A Comfortably Numb Ryan Blaney Holds on for Sixth Place Finish at Kentucky

SPARTA, KENTUCKY - JULY 12: Ryan Blaney, driver of the #12 Advance Auto Parts Ford, prepares for the NASCAR Cup Series Quaker State 400 Presented by Walmart at Kentucky Speedway on July 12, 2020 in Sparta, Kentucky. (Photo by Jared C. Tilton/Getty Images)

Ryan Blaney had a rough day at the office Sunday. The Penske Racing driver looked poised to be a contender in Sunday’s NASCAR Cup series race at Kentucky Speedway. He would lead a total of 18 laps and finish fifth in the first stage.

Just prior to the end of that stage however, Blaney had a bit of an issue. The gear shifter in his Ford Mustang kept popping out of gear while the car was at full speed. Blaney was forced to drive with one hand on the wheel and the other on the shifter holding it in gear.

During the pit stops at the stage break, they crew gave Blaney a bungee cord, the fix of choice for many a NASCAR team since the sport started.

But with limited visibility and movement, Blaney wasn’t able to secure the cord to the shifter so spent the rest of the race holding the shifter in place.

He finished sixth. After it was over, Blaney wasn’t complaining or hurting.

“It wasn’t painful, it was just that my hand was going numb,” Blaney said.  “It was just vibrating so much that your hand would just go numb after a little bit, so you’d just shake it out and stretch it out.  It wasn’t painful, but it stayed pretty rough the whole race through one and two.  We had a big load, fast car, so I just didn’t want it to jump out of gear again, and I couldn’t get that bungie cord to work.  I didn’t have it hooked to put it anywhere, so my hand was just going numb.”

Despite racing with the adversity, Blaney was in the mix on the final restart with two laps to go. He was part of a four-wide battle for the race lead coming to the white flag. It turns out a drain, or a bump on the apron of the track ended his hopes for the win.
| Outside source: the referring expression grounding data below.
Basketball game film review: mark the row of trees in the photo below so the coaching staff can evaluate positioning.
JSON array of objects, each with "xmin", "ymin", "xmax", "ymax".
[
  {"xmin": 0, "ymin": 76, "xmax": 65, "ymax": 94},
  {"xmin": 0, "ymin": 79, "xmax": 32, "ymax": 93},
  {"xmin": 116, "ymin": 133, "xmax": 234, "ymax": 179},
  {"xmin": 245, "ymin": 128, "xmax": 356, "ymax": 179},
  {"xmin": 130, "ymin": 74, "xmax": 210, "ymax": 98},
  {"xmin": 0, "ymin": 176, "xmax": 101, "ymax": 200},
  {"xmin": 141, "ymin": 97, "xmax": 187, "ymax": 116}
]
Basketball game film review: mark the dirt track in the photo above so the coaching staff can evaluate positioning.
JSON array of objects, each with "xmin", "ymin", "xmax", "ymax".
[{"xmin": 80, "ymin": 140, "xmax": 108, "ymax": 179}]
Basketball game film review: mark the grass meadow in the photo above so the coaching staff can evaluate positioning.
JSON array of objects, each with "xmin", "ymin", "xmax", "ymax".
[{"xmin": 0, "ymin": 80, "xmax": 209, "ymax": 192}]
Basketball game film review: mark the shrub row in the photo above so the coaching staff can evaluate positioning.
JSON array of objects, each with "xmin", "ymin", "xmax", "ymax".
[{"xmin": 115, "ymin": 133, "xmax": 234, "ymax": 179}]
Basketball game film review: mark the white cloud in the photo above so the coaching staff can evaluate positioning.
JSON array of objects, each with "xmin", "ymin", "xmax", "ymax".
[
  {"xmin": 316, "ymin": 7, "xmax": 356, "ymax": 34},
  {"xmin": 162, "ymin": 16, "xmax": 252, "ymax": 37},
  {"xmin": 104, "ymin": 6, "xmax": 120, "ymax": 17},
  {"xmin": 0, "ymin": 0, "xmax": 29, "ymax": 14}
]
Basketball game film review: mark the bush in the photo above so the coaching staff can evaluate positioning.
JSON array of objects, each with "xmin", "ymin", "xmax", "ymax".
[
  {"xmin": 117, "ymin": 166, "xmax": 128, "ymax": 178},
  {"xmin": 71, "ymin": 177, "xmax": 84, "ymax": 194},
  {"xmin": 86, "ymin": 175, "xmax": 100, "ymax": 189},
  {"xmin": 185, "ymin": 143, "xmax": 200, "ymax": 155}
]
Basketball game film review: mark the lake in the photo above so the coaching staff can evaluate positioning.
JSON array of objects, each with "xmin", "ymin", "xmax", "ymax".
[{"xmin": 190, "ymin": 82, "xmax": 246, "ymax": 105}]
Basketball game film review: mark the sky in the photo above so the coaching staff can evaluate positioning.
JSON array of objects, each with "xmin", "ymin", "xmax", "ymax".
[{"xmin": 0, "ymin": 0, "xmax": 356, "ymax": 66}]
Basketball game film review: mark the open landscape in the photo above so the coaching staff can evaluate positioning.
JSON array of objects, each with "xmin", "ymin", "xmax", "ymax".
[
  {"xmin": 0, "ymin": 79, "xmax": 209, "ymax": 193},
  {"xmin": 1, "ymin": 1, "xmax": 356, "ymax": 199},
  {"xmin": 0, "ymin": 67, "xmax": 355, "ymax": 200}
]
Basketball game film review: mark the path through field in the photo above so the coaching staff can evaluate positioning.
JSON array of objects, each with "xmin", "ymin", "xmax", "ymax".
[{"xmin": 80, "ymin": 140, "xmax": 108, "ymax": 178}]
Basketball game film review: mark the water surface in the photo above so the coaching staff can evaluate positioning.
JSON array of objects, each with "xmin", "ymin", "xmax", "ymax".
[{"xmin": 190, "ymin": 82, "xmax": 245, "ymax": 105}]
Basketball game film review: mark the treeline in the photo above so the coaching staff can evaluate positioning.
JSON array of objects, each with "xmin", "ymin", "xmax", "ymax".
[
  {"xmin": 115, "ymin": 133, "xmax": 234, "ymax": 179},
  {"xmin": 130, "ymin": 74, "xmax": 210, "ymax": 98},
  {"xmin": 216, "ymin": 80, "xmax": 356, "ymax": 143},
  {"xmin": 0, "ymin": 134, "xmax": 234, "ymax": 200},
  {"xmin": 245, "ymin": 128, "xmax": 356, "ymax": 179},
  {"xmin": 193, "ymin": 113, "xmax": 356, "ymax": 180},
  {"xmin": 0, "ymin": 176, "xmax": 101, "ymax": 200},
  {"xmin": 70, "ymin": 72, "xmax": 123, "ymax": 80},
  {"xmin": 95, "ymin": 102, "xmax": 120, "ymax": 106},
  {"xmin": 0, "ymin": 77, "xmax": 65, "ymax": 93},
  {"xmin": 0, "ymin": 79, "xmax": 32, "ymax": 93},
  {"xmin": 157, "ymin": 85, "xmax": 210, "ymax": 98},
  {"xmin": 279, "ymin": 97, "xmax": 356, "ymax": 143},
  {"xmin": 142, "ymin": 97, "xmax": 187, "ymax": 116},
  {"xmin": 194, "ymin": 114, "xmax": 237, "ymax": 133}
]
The bump, or drain, acted like a ramp lifting his Ford off its wheels and force Blaney to back off just to avoid crashing.

“I’m not honestly sure if there’s an actual drain there or not,” Blaney said.  “I don’t think there is.  If there is a drain right there, it’s really dumb to put a drain right there because it’s just on the apron.  I think it’s just a big bump.  I don’t understand how you can repave a place a handful of years ago and there’s a jump bigger than any track we go to, but, yeah, I didn’t even know it was there.  We don’t run on it.  You never run down there, and I didn’t really know it was gonna be that bad.  I was lucky it didn’t wipe out all of us.  I hate it.  I went into Kevin real hard, but I just didn’t know it was gonna be that bad.”

“I was just trying to get way from those three guys,” he added.  “I was just trying to get some room between us and not get side drafted or slowed down.  I couldn’t necessarily see them, but I was told I was bottom four and that was for the lead, so obviously I’m just gonna get away from him as much as possible because I felt like they were all gonna slow each other down and maybe I’d have an edge into one.  People do that all the time, cut to the apron on every type of racetrack that’s available, just none of the other ones have ramps on them.”